Case Presentation: A 74-year-old female presented to the ED with two days of shortness of breath and fatigue. She reported a past medical history of heart failure with reduced ejection fraction, chronic kidney disease, and essential hypertension. Medications included Lisinopril, Amlodipine, Furosemide, Atorvastatin, Aspirin, Famotidine, and Warfarin. She denied tobacco, alcohol, and illicit drug use. Family history was notable for coronary artery disease in her mother and liver cancer in her father. On exam, she was ill-appearing. Temperature was 37.1°C, pulse 89 bpm, blood pressure 136/93 mm Hg, respiratory rate 17 bpm, and SpO2 96% while on a non-rebreather mask with FiO2 of 70%. She was alert and oriented to person, place, and situation. Cardiac exam was notable for a normal rate, a regular rhythm, and no murmurs, gallops, or rub; there was no jugular venous distention. Her lungs were clear to auscultation with good air movement and no crackles, wheezes, or rhonchi. There was 2+ pitting edema in the legs, and 1+ edema in the upper extremities. Labs were significant for a BNP of 35,000 pg/mL, creatinine of 2.43 mg/dL, lactic acid of 4.5 mmol/L, AST of 328 IU/L and ALT of 460 IU/L. CT scan of the chest revealed interstitial and alveolar edema with moderate bilateral pleural effusions. An echocardiogram revealed biventricular heart failure with a left ventricular ejection fraction of 25-30%. Diuresis was initiated with IV furosemide. Over the next several days, the patient became progressively hypotensive and lethargic, and she continued to be volume overloaded. Further investigation revealed that the patient had a history of hypothyroidism. She had been prescribed levothyroxine previously, but had not been taking it. Thyroid studies were obtained and revealed a TSH of 331 mU/L, total T4 of 1.6 mcg/dL, and total T3 of 29 ng/dL. IV Levothyroxine was initiated. Over the next several days, her volume status and hemodynamics improved. She was discharged several days later in stable condition.

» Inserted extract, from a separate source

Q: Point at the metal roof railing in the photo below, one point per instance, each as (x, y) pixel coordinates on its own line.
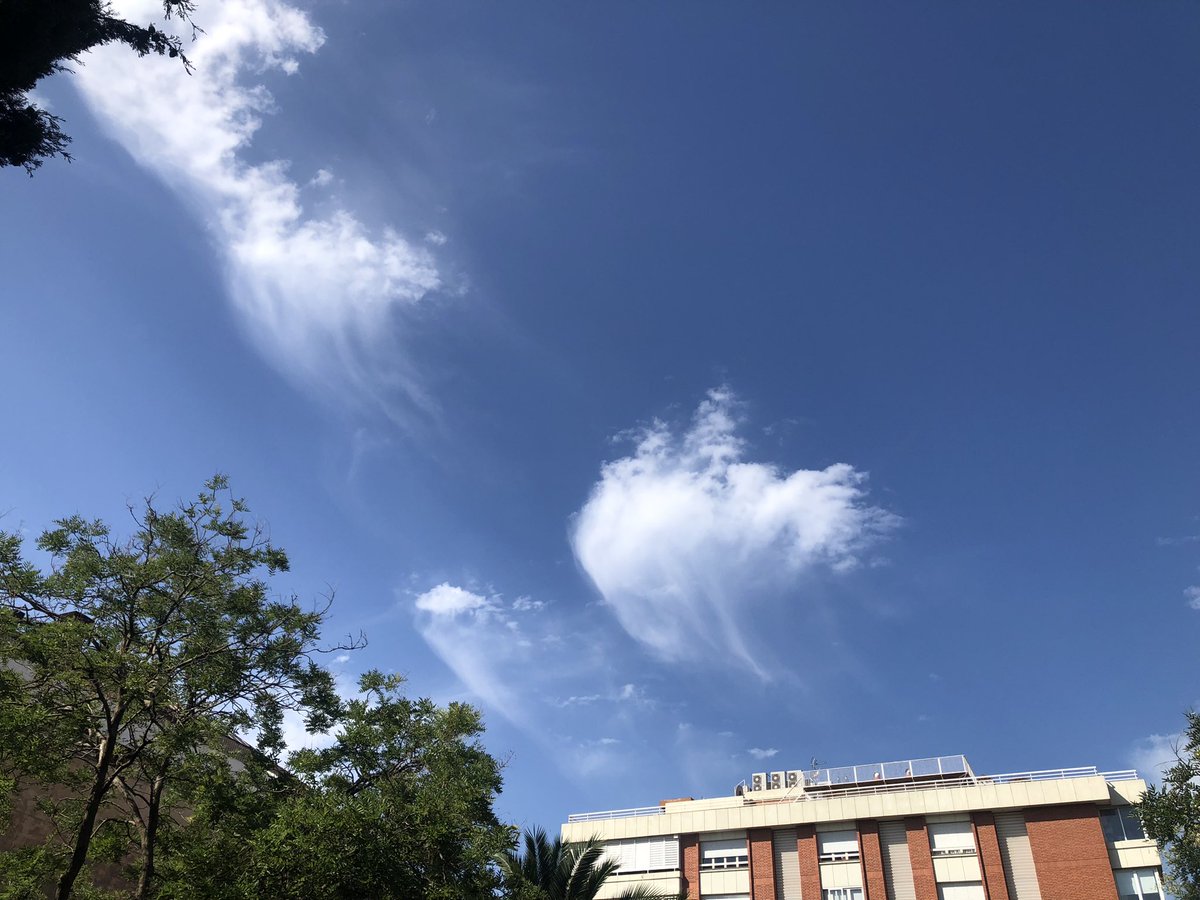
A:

Discussion: A low level of thyroid hormone leads to decreased cardiac contractility and heart rate, which causes a fall in cardiac output. While it is unusual for hypothyroidism to be the sole cause of an acute heart failure exacerbation, the hypothyroid state can increase the severity and resistance to typical treatment. Identifying hypothyroidism as a contributor to heart failure requires careful evaluation, as the two conditions are not typically associated and hospitalized patients commonly exhibit abnormal thyroid studies. However, when thyroid levels are severely low and the patient fails to improve with standard heart failure treatment, the clinician’s suspicion should be raised. Management involves IV thyroxine replacement, which rapidly corrects the cardiovascular changes induced by the hypothyroid state. Checking thyroid levels should be standard practice for patients who present with an acute heart failure exacerbation as not to overlook this uncommon but important association.

Conclusions: Hypothyroidism is an uncommon driver of heart failure but should be kept on the differential of every heart failure presentation, especially those that fail to respond to appropriate diuresis and hemodynamic support.